Они спустились с холма и направились к городу по широкой дороге, вдоль которой росли высокие пальмы. Дорога эта вела к западным воротам.
Негр открыл огромный зонт из красного шелка, что само по себе указывало, что в носилках находится очень важная персона.
Как и предвидел Нормандец, ворота охранял многочисленный отряд солдат с офицером во главе. Каждый араб, раб или мавр, который входил или выходил из города, подвергался тщательному досмотру и допросу.
Охрана была выставлена в надежде схватить барона, которого, вероятно, считали настоящим убийцей главнокомандующего флотом.
Фрегатар, обменявшись взглядом с синьором ди Сант-Эльмо, выехал вперед, гордо подбоченясь и напуская на себя раздраженный вид, как и подобает мажордому княжеской семьи в Марокко.
Офицер стражи, заметив носилки и шелковый зонт, почтительно приблизился в сопровождении четырех солдат, сделав знак Нормандцу остановиться.
Нормандец, вместо того чтобы подчиниться, громко закричал:
— Дорогу дочери правителя Удида, принцессе Дзаморе Айн Фаибе эль Гарбхи.
— Простите, но у меня приказ подвергать досмотру всех, кто въезжает в Алжир. Это приказ бея.

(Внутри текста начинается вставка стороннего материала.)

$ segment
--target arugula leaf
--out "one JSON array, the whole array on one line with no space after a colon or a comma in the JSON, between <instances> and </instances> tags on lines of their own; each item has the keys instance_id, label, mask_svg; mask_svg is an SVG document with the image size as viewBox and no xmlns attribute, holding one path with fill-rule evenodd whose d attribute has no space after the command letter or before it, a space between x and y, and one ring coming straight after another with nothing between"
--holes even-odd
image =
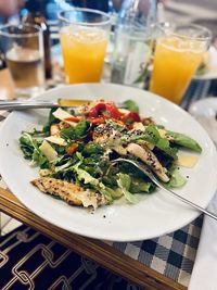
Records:
<instances>
[{"instance_id":1,"label":"arugula leaf","mask_svg":"<svg viewBox=\"0 0 217 290\"><path fill-rule=\"evenodd\" d=\"M194 139L190 138L189 136L184 134L167 130L166 136L171 137L173 141L176 144L186 147L199 153L202 152L201 146Z\"/></svg>"},{"instance_id":2,"label":"arugula leaf","mask_svg":"<svg viewBox=\"0 0 217 290\"><path fill-rule=\"evenodd\" d=\"M82 150L84 155L91 155L91 154L102 154L103 153L103 148L94 142L89 142L85 146Z\"/></svg>"},{"instance_id":3,"label":"arugula leaf","mask_svg":"<svg viewBox=\"0 0 217 290\"><path fill-rule=\"evenodd\" d=\"M46 134L49 134L50 133L51 125L60 123L60 119L58 119L58 118L55 118L53 116L53 112L55 110L56 110L55 108L53 108L53 109L50 110L48 121L47 121L46 125L43 126L43 133L46 133Z\"/></svg>"},{"instance_id":4,"label":"arugula leaf","mask_svg":"<svg viewBox=\"0 0 217 290\"><path fill-rule=\"evenodd\" d=\"M137 203L138 198L133 196L131 192L129 192L131 178L127 174L119 173L117 174L117 185L122 189L126 200L128 200L130 203Z\"/></svg>"},{"instance_id":5,"label":"arugula leaf","mask_svg":"<svg viewBox=\"0 0 217 290\"><path fill-rule=\"evenodd\" d=\"M20 138L21 150L24 153L24 157L33 160L40 168L49 168L49 161L40 151L39 146L41 141L34 139L31 135L24 133Z\"/></svg>"},{"instance_id":6,"label":"arugula leaf","mask_svg":"<svg viewBox=\"0 0 217 290\"><path fill-rule=\"evenodd\" d=\"M183 178L183 176L181 176L178 169L176 168L171 172L170 180L169 182L165 184L165 186L167 188L180 188L184 186L186 182L187 182L187 179Z\"/></svg>"},{"instance_id":7,"label":"arugula leaf","mask_svg":"<svg viewBox=\"0 0 217 290\"><path fill-rule=\"evenodd\" d=\"M77 140L85 138L89 131L90 123L80 121L75 127L69 127L61 130L61 137L64 139Z\"/></svg>"},{"instance_id":8,"label":"arugula leaf","mask_svg":"<svg viewBox=\"0 0 217 290\"><path fill-rule=\"evenodd\" d=\"M127 100L127 101L124 102L124 104L126 105L126 108L127 108L129 111L139 113L139 106L138 106L138 104L137 104L135 101L132 101L132 100Z\"/></svg>"},{"instance_id":9,"label":"arugula leaf","mask_svg":"<svg viewBox=\"0 0 217 290\"><path fill-rule=\"evenodd\" d=\"M141 178L132 178L130 185L130 192L141 193L146 192L151 193L155 189L155 186L151 181L144 181Z\"/></svg>"},{"instance_id":10,"label":"arugula leaf","mask_svg":"<svg viewBox=\"0 0 217 290\"><path fill-rule=\"evenodd\" d=\"M177 159L178 149L171 148L167 139L161 138L157 141L156 147L161 149L162 151L164 151L167 155L171 156L173 159Z\"/></svg>"}]
</instances>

— И принцесс? Я пожалуюсь султану Марокко, господин, на то, как принимают его подданных в Алжире.
— Это приказ.
— Тогда сами скажите принцессе, чтобы она сняла вуаль, если осмелитесь.
— Мне достаточно будет убедиться, что в носилках действительно находится женщина.
— Смотрите сами.
Офицер приблизился к окошку и посмотрел на барона, который немного приспустил вуаль, так что виден был только лоб.
— Проезжайте, — сказал офицер, делая солдатам знак отойти в сторону. — И да пребудете вы в добром здравии!
Носилки миновали ворота и вошли в город. Нормандец ехал впереди, кабилы по бокам, а негр сзади.
— Вот мы их и провели, — пробормотал фрегатар, вздохнув с облегчением. — Ждите теперь барона ди Сант-Эльмо.
Чтобы не возбудить подозрений и опасаясь, что за ними следят, они спустились к порту, где легко было затеряться в толпе моряков, солдат и купцов.
Ужасное зрелище ожидало их у пирса, ведущего к рейду. Оно заставило содрогнуться и Нормандца, и барона.
Это были пять белых рабов, посаженные на кол, которые еще бились в последней агонии, продлившейся очень долго. Чтобы усилить их мучения, палачи с дьявольской изобретательностью намазали их медом, и мухи и осы сделали их муки совершенно невыносимыми.
Насекомые роились вокруг несчастных, у которых не было сил, чтобы поднять руки, уже охваченные смертным холодом.
Табличка, прибитая у ног одного из них, гласила: «Они посажены на кол как убийцы главнокомандующего флотом Кулькелуби».
— Негодяи! — едва слышно сказал Нормандец, смертельно побледнев. — Недаром вас, проклятые мусульмане, называют пантерами Алжира.
Он подстегнул мулов, криками разгоняя толпу и извергая ругательства по адресу убийц Кулькелуби, и поторопился убраться подальше от этой ужасной картины, которая вызывала в нем дрожь и тошноту.
Они добрались до площади балистана, рынка рабов, и направились к верхней части города, к Касбе, в окрестностях которой, как мы знаем, находилось полуразвалившееся жилище ренегата.
Туда они добрались на закате. Нормандец, прежде чем войти, осмотрел округу и прошел назад по улице, чтобы удостовериться, что за ними не было слежки. Потом он вошел во двор, поскольку дверь была открыта.
Ренегат, как обычно, полулежал на куче старых ковров и любовался большой бутылью вина, уже наполовину пустой.